Stan McCarthy, Kerry Group

Kerry Group has maintained its strong earnings growth outlook for 2017 on the back of a solid performance in the first three months of the year.

In a trading update, released to coincide with its annual general meeting in Tralee, Co Kerry, yesterday, the food and nutrition group said the first three months of the year saw good growth in the core taste and nutrition division as well as its consumer foods arm.

Kerry’s share price rose by over 3% on the back of yesterday’s news.

Speaking ahead of his last AGM as Kerry boss, outgoing chief executive Stan McCarthy said the momentum seen in 2016 has carried into this year. He said the group “expects to achieve good revenue growth and 5%-to-9% growth in adjusted earnings per share in 2017, as previously guided”.

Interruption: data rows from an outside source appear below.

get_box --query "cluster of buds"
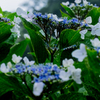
[33,13,83,40]
[0,13,11,25]
[62,0,98,20]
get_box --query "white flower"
[91,23,100,36]
[10,16,21,38]
[16,8,26,16]
[7,62,12,68]
[0,63,10,73]
[67,66,82,84]
[47,13,58,20]
[0,14,3,17]
[75,0,81,4]
[62,58,74,67]
[83,0,88,6]
[72,44,87,62]
[33,82,45,96]
[90,38,100,47]
[72,68,82,84]
[69,3,75,8]
[67,65,76,73]
[12,54,22,64]
[14,16,21,24]
[62,1,69,6]
[16,8,34,22]
[23,57,35,65]
[80,29,87,39]
[11,24,20,37]
[59,70,71,81]
[85,16,92,24]
[24,34,30,39]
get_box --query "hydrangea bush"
[0,0,100,99]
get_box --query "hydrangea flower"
[62,1,69,6]
[13,16,21,24]
[80,29,87,39]
[90,38,100,47]
[69,3,75,8]
[72,44,87,62]
[59,70,71,81]
[68,66,82,84]
[16,8,34,22]
[7,62,12,68]
[23,57,35,65]
[33,82,45,96]
[11,16,21,37]
[91,23,100,36]
[83,0,88,6]
[0,63,10,73]
[12,54,22,64]
[71,68,82,84]
[85,16,92,24]
[62,58,74,68]
[75,0,81,4]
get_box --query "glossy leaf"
[0,43,12,62]
[0,22,12,43]
[0,39,29,64]
[60,29,80,48]
[61,4,75,18]
[21,17,49,63]
[60,10,71,19]
[0,73,33,99]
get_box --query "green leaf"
[25,74,33,91]
[60,10,71,19]
[0,7,3,15]
[84,83,100,99]
[7,12,17,21]
[0,73,33,99]
[58,93,86,100]
[86,7,100,25]
[0,43,12,62]
[0,22,13,43]
[3,11,11,17]
[46,81,72,94]
[0,39,29,64]
[60,29,81,48]
[20,17,40,32]
[53,49,63,66]
[61,4,75,18]
[21,17,49,63]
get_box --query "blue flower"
[72,18,79,24]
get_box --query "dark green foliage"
[60,29,81,48]
[21,17,49,63]
[0,39,29,64]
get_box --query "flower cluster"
[0,13,11,25]
[0,54,82,96]
[10,16,21,37]
[62,0,98,20]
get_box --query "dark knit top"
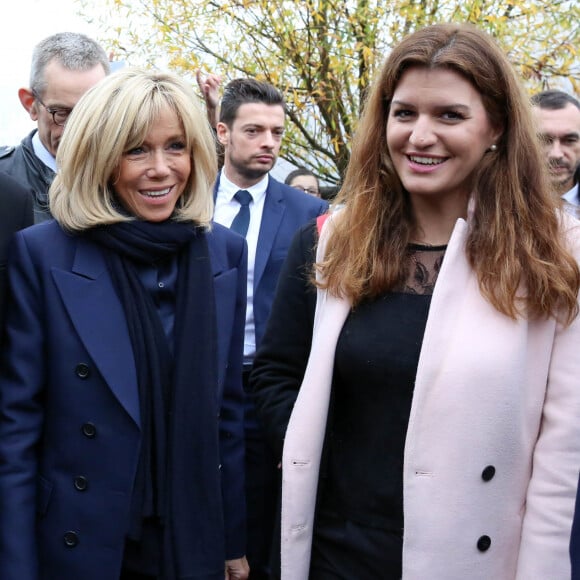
[313,244,446,573]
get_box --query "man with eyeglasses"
[0,32,109,222]
[284,167,322,198]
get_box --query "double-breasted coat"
[0,220,247,580]
[253,214,580,579]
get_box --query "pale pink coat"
[281,215,580,579]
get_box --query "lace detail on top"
[397,243,447,295]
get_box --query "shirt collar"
[562,182,579,206]
[219,170,269,204]
[31,131,57,172]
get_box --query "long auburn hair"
[319,23,580,323]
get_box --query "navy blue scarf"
[85,220,223,578]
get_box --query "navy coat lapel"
[254,179,284,290]
[51,238,140,426]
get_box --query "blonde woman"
[0,69,249,580]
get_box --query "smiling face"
[113,107,191,222]
[387,67,501,210]
[217,102,285,188]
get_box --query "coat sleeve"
[250,221,318,460]
[0,231,45,580]
[219,236,249,559]
[517,224,580,579]
[0,176,33,339]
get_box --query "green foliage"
[81,0,580,183]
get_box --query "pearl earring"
[489,144,497,152]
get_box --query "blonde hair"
[320,23,579,323]
[50,67,217,230]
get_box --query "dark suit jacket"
[250,222,319,459]
[214,173,327,351]
[571,478,580,579]
[0,170,33,334]
[253,177,327,349]
[0,220,247,580]
[0,131,54,223]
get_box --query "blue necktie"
[230,190,252,238]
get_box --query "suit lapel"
[52,238,140,426]
[254,179,284,290]
[214,170,283,290]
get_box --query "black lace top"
[397,243,446,295]
[314,244,446,569]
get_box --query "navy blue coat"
[0,220,247,580]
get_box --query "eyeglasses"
[292,185,320,196]
[32,90,73,126]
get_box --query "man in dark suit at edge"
[210,77,328,578]
[0,171,34,337]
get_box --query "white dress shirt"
[32,131,57,172]
[562,182,580,206]
[213,171,268,362]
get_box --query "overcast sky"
[0,0,297,180]
[0,0,103,145]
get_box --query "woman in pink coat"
[251,23,580,579]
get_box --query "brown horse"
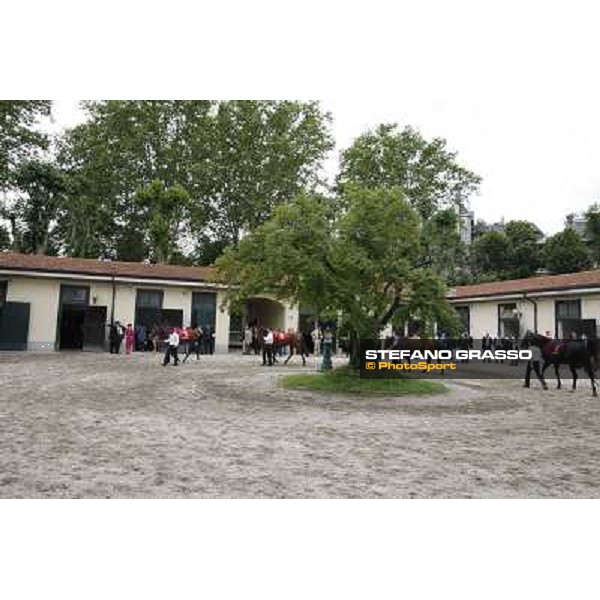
[261,330,309,366]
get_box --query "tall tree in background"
[204,101,333,256]
[504,220,543,278]
[337,124,481,220]
[57,100,215,260]
[0,101,51,190]
[133,180,191,264]
[420,208,467,283]
[471,231,510,280]
[543,229,592,274]
[5,160,67,255]
[58,100,333,263]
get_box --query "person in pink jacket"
[125,323,135,355]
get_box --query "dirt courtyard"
[1,351,600,498]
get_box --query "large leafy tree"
[216,185,458,365]
[543,228,592,274]
[204,101,333,253]
[0,101,51,190]
[133,180,191,264]
[471,231,510,280]
[337,124,481,220]
[57,100,215,260]
[58,100,333,263]
[4,160,67,255]
[421,208,467,283]
[504,220,543,278]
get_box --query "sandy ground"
[1,351,600,498]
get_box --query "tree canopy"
[56,100,333,262]
[337,124,481,220]
[543,228,592,274]
[216,185,459,362]
[0,101,51,190]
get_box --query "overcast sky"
[49,86,600,238]
[36,2,600,237]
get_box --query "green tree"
[52,173,112,258]
[337,124,481,220]
[504,220,543,278]
[216,185,458,366]
[204,101,333,253]
[58,100,333,263]
[0,223,9,250]
[0,101,51,190]
[133,180,191,264]
[471,231,510,279]
[58,100,216,260]
[5,160,67,255]
[421,208,468,283]
[543,228,592,274]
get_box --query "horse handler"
[163,328,180,367]
[262,328,274,366]
[523,339,547,389]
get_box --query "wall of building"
[2,274,236,352]
[5,276,60,350]
[455,292,600,339]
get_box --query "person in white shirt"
[163,328,180,366]
[262,328,274,366]
[311,325,321,356]
[523,338,546,389]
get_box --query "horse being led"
[524,331,598,396]
[262,329,309,366]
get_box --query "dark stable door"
[83,306,107,350]
[0,302,30,350]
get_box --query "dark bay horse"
[524,332,598,396]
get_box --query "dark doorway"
[59,305,86,350]
[83,306,108,350]
[0,301,30,350]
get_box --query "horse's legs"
[554,362,561,389]
[284,343,293,365]
[585,361,598,397]
[569,364,578,391]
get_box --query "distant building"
[458,208,475,245]
[566,213,589,239]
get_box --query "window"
[555,300,581,319]
[136,289,163,308]
[498,303,520,338]
[60,285,89,305]
[555,300,582,338]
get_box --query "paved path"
[1,351,600,497]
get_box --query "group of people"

Mr McCarthy is retiring this year and will be replaced by Kerry’s Asia-Pacific boss, Edmond Scanlon.

In the first quarter, Kerry increased its business volumes by 3.8%. Growth of 4.1% in its key taste and nutrition division was slightly ahead of expectation, while the consumer foods arm saw growth of 2.3%.

The latter is driven mainly by strong sales of snacking products such as Cheestrings and Mattessons. It is significant as it proves growth is being maintained in the less significant consumer foods business, which includes brands such as Charleville, Dairygold, Denny, and Low-Low.

Earlier this year, analysts suggested Kerry might explore a sale of its consumer arm. However, when presenting the strong 2016 annual results in February, Mr McCarthy dismissed such speculation by saying “we have no intention, whatsoever, to sell that business”.

“In a food industry characterised by higher rates of new product development and product renovation, Kerry remains highly relevant,” said Declan Morrissey of Davy Stockbrokers after yesterday’s update.

Kerry also reiterated that its balance sheet remains strong enough to facilitate “the continued organic and acquisitive growth of group businesses”.

At February’s annual results presentation, Mr McCarthy confirmed the Kerry board’s intention to be “much more acquisitive [in 2017] than last year”, saying the group could spend “anything between a couple of hundred million and €1bn” in combined outlay.

Kerry was quiet on the acquisition front last year, choosing to focus on absorbing the €1bn worth of purchases it made in 2015. Already, two purchases worth €83m in Australia and China have been made this year and more in the Asia-Pacific region are expected.